Blog designs that have a ton of widgets, photos, links and more are actually NOT what you want. Here’s why a minimalist approach to your blog is better.
1. Your Blog Will Be Super Slow (Or It Will Break)
If you have a ton of widgets, pictures, autoplaying audio and other junk (and yes, we mean to use the word junk), your blog is going to load very, very slowly. Or it might not load at all. This will make readers angry and they often won’t wait for a site to load. The more widgets and stuff you have, the slower your blog will be. Most of the time, these widgets are completely useless to your visitors, so they’re really not worth the wait (even if you think they look cool).
Ditch as many widgets and extra stuff as you can and use the “KISS” approach for your blog – “keep it simple, stupid.”
2. Your Blog Will Look Like Crap
You want your blog to be pretty. You want people to come to your blog and enjoy the web design you worked so hard on and the color scheme that took forever to pick out because you wanted it to be “just right.” That’s awesome, but the minute you throw a bunch of widgets and other stuff on your blog, it’s going to start looking like crap.

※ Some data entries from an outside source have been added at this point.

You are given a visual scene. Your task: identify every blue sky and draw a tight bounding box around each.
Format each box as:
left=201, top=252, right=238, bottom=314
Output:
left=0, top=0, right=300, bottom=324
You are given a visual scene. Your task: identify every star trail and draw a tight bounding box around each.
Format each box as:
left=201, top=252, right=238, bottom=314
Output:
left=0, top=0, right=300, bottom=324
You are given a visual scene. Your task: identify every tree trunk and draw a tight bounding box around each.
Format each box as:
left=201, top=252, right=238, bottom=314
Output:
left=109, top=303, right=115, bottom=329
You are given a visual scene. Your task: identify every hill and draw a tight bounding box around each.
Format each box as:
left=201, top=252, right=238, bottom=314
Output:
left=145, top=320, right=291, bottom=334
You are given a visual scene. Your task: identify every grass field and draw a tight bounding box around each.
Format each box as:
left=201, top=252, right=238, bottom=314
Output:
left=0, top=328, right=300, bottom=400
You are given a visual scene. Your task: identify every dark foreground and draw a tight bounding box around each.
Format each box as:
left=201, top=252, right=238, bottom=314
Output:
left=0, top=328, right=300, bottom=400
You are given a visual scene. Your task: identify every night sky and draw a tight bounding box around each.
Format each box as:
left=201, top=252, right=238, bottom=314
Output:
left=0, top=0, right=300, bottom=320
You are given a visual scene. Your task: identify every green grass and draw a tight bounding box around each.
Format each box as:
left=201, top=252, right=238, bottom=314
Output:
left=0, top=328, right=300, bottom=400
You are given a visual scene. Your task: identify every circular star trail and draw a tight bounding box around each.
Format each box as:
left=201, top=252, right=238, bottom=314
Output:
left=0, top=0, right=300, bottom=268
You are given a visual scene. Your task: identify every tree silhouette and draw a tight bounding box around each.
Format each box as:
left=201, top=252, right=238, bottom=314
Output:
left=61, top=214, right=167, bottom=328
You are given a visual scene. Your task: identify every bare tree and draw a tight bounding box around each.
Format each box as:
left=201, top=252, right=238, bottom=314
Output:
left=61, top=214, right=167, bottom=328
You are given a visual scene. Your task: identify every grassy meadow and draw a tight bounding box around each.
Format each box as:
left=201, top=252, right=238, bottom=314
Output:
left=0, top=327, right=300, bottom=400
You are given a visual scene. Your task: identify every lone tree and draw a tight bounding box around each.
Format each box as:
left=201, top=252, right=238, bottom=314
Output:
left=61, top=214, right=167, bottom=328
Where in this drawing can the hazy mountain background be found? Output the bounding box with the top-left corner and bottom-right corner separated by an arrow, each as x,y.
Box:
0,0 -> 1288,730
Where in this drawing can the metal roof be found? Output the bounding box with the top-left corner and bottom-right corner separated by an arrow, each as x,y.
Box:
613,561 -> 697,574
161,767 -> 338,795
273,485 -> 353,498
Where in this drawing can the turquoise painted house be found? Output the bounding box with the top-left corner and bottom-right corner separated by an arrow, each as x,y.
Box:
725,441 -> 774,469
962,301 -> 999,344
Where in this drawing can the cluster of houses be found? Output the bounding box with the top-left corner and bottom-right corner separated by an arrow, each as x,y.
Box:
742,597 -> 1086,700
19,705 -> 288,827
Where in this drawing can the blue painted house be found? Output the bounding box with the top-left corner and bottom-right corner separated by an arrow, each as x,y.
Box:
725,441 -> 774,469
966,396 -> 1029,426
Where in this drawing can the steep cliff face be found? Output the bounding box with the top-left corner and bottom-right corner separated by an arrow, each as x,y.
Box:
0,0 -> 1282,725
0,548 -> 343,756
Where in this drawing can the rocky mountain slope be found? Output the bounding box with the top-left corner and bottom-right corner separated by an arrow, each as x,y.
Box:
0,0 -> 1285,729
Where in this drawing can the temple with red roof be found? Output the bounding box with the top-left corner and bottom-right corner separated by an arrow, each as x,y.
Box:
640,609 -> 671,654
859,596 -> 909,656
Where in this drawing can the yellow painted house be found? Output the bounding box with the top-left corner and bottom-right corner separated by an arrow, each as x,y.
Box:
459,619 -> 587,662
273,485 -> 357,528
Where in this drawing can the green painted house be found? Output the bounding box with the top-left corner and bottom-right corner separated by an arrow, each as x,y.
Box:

No one is going to pay attention to your carefully selected color scheme, your expensive stock photos, or how awesome your blog design looks. They’re going to be distracted by all the junk you have on your sidebars and they’re not going to know where to focus. They will be completely overwhelmed by all the stuff on your blog and probably won’t make it off the home page, if they even stick around at all.
3. Your Readers Won’t Be Able To Focus On Your Content
If your readers have too much stuff to look at on your blog, they’re not going to be reading your content. They’re going to be totally distracted. They’ll be looking at all your useless widgets, and even if your content is stellar, they’re not even going to get to read the first paragraph because their brain has just been ninja’d by the 500 ads, popups, flashing widgets and other stuff that they can’t concentrate.
Opting for minimal as opposed to busy is a great way to help your readers focus on the real star of your blog – the content. Too many widgets and flashy thingies may make people suspicious that you’re trying to distract them from crappy content. If you really are trying to do that, then either write better content yourself or have someone else do it. A good blog isn’t about how many cool widgets and things you can put on it, it’s about content. Your content needs to be kick ass and your blog needs to showcase it.
4. Your Readers Will Leave (And Never Come Back)
Nobody wants to stay on a slowly loading, busy blog. It’s disorganized, disheveled and kind of like working at a desk where you can’t find the pencils or an eraser because everything is piled on top of each other. If you have a cluttered blog, your readers will leave ASAP (especially if your page is taking forever to load) and they’ll likely never come back.
If you don’t care that your bounce rate is close to 100% and your traffic is next to nil, feel free to put as many shiny bells and whistles in your sidebars as you want. Just be aware that no one is going to be looking at them but you.
5. You Can’t Quickly Find The Cause Of A Problem
As a blogger, your site is going to break now and then. And you’ll have to deal with it, whether you know the cause or not. It’s called troubleshooting and it’s your new best friend. Ok, not really. But the more widgets, advertisements, music players and flashy thingies you have on your site, the harder it will be to find just what it is that is broken and where to fix it.
It’s like having a key ring with a hundred keys on it, but you only need one. You have to try each key before you find the right one, and hours later after it’s pouring down rain, you’re soaked to the bone and your dog has been howling at the door because you’ve spent the better part of the evening trying to get in the house, you finally find the right one and make it in the house. 56 keys later.
Throw away the proverbial 95 useless keys and only keep the ones you really need on hand. Like the one for your car. And your safety deposit box. Keep the things that are valuable on your blog and ditch the ones that don’t do anything for you or your visitors, and when you have to troubleshoot your blog, it will be far easier and take much less time.